If the file rcf is present in the same directory as the restart files (srf*), the model will always assume it is doing a restart.
Do not delete this file, otherwise the model will be unable to restart - regardless of whether the actual restart files (those beginning with srf) are present.
Conversely, if you don't want to run a restart but want to repeat the run, rename the rcf file (e.g. rcf.old) or delete it (and the srf files). If you don't the model will attempt to continue the run according to the namelist in the rcf file as this takes precedence over the namelists read from fort.4.
Changing location or name of restart files
The restart file by default is written to the same directory as the model grib output files. The files all begin with the prefix 'srf'.

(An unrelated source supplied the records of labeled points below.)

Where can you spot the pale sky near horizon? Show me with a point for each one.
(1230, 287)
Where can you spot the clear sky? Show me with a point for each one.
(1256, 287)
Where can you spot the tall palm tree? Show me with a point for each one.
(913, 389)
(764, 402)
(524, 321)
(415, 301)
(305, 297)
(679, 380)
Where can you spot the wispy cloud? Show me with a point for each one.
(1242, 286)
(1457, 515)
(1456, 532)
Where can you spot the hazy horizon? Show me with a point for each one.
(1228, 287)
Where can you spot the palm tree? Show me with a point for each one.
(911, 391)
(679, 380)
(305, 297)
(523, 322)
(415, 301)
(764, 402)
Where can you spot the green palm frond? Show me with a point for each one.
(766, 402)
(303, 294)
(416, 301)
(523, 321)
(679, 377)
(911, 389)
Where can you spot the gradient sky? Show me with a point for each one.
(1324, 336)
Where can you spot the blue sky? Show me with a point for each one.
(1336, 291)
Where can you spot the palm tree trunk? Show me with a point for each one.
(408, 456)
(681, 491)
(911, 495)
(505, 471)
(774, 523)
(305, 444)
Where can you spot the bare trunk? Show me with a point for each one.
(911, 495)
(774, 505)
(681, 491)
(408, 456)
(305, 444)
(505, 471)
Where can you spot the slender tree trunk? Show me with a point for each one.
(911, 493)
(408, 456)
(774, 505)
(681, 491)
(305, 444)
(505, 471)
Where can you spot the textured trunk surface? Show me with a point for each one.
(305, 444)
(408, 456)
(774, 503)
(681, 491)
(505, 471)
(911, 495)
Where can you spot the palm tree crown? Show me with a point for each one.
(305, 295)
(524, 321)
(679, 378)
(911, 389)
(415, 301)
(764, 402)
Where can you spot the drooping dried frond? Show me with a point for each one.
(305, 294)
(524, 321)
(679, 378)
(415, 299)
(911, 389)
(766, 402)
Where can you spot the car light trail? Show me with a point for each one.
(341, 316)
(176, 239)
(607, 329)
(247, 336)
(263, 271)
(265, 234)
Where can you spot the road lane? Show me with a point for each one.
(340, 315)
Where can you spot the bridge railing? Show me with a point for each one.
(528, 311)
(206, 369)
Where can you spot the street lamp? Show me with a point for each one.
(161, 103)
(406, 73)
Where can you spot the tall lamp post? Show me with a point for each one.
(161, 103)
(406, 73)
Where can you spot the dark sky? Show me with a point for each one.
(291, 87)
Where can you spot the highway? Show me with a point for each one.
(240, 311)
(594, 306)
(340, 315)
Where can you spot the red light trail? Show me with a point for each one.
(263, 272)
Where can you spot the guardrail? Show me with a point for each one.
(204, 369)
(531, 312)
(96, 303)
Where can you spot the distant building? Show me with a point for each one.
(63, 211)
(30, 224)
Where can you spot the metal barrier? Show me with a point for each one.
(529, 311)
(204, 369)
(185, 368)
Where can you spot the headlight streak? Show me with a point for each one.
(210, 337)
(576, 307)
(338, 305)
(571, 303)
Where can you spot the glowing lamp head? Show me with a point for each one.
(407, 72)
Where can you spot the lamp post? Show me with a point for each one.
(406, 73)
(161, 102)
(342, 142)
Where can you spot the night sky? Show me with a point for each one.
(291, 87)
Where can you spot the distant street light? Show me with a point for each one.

To change this prefix or the directory the files are written to, use the CIOSPRF
character variable in the namelist NAMIOS
:
&NAMIOS CIOSPRF='./myrestarts/srf', CFRCF='./myrestarts/rcf', /
Note that the location of the 'rcf' file, which contains the restart namelist, is also changed for consistency (recommended).
Continuing the forecast
Namelist changes
There is only 1 change required to the model namelist, fort.4, in order to continue the forecast.
Increase the value of NSTOP
in NAMCT0
to ensure the model runs past the timestep of the last restart. If this is not done the model will start but see that NSTOP
matches the time of the restart it's using and immediately finish.
Note the model will still expect to find the initial files in the experiment directory. It reads these files to get information about the grid.
How to use a specific restart
This can be done by careful editing of the NAMELIST NAMRCF
contained in the 'rcf' file and best explained by an example. In order to restart successfully you must have all the restart files for the model tasks; there is one restart file per task.
Suppose the model has been run for two hours and a restart created every hour (say at T21 with a 10min timestep). The model will write out restart files with names:
srf00000100.0001 and srf00000200.0001 (the format is srf<day:dddddd><hour:hh><min:mm>).
The file 'rcf' will always refer to the latest restart. The top of the file looks like:
&NAMRCF CSTEP=" 12", CTIME="00000200 ",
In this case '12' is the number of timesteps at which the restart was written and 'CTIME' refers to the string following the 'srf' part of the restart filename. In this case, it means 2hrs (12 steps x 10min timestep).
Edit this file to look like:
&NAMRCF CSTEP=" 6", CTIME="00000100 ",
and rerun the model. It will now start from timestep '6' and look for files called 'srf00000100' to restart from.
Note:
- if restarting from an earlier restart, the model will overwrite any existing output and restart files for the subsequent timesteps.
- always keep the 'rcf' and 'srf' files together. The rcf namelist contains important information about the grid decomposition and mass fixes to ensure an exact restart
Model code
The key subroutines for restarts are:
monio.F90
- sets up the internal arrays to determine write times.
wrresf.F90
- calls the I/O subsystem to write out the restart files. If you add more arrays to the model and want them to appear in restart files, change this routine.
reresf.F90
- calls the I/O subsystem to read the restart files. Counterpart to wrresf.F90. Any changes to wrresf must be mirrored by changes to reresf.F90.